Like asking, “How big is the dragon?” — $($10M$)$ or $($250M$)$?

2. 📉 Credit Quality

Is this a trustworthy dragon or one that ate the last three lenders?

3. ⏳ Tenor (Length)

How long will this risk breathe fire on your balance sheet?

These parameters define risk levels, which determine who approves the deal.

👉 But who’s this mysterious group that steps in when the risk gets too hot to handle?

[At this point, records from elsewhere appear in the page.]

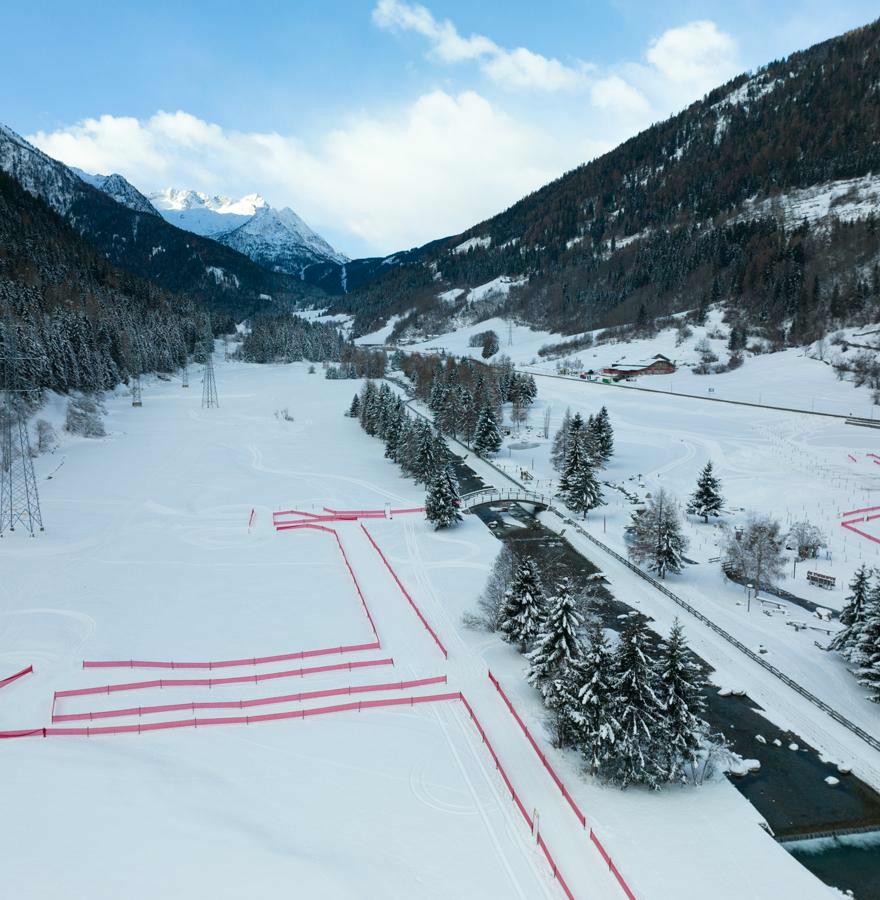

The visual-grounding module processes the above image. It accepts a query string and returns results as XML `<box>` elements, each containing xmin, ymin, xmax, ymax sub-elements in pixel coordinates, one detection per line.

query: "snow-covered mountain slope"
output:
<box><xmin>0</xmin><ymin>125</ymin><xmax>313</xmax><ymax>317</ymax></box>
<box><xmin>150</xmin><ymin>188</ymin><xmax>269</xmax><ymax>237</ymax></box>
<box><xmin>70</xmin><ymin>166</ymin><xmax>158</xmax><ymax>216</ymax></box>
<box><xmin>150</xmin><ymin>188</ymin><xmax>348</xmax><ymax>276</ymax></box>
<box><xmin>217</xmin><ymin>206</ymin><xmax>347</xmax><ymax>275</ymax></box>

The Credit Committee: The Risk Avengers

The credit committee is like the Council of Elders, deciding on high-risk, high-value, or controversial deals.

Key Features:

  • Composed of senior executives from business, risk, tax, legal, compliance.
  • Uses clear charter for decisions.
  • Reviews packages submitted in advance.
  • Can approve or decline.
  • Led by a chairperson who facilitates and calls votes if needed.

Meeting minutes are recorded — because even dragons need paperwork.


🧠 Final Thoughts: Wrapping the Scroll

We started with the Three Lines of Defense, showing who guards the guards. Then we explored how risk originates, how it should be assessed, and the importance of strong governance through guidelines, skills, limits, and oversight.

Finally, we dove into how risks are measured and who takes the final call — the mighty credit committee.


🐉 Reflection Questions (a.k.a. Fire-Breathing Prompts)

  • Can your knights tell the difference between a merchant and a dragon?
  • Are your scrolls readable, accessible, and enforced?
  • Do your owls (risk managers) have a clear view of the battlefield?
  • Is your castle equipped with enough shields $($limits$)$, armor $($skills$)$, and wise elders $($committee$)$?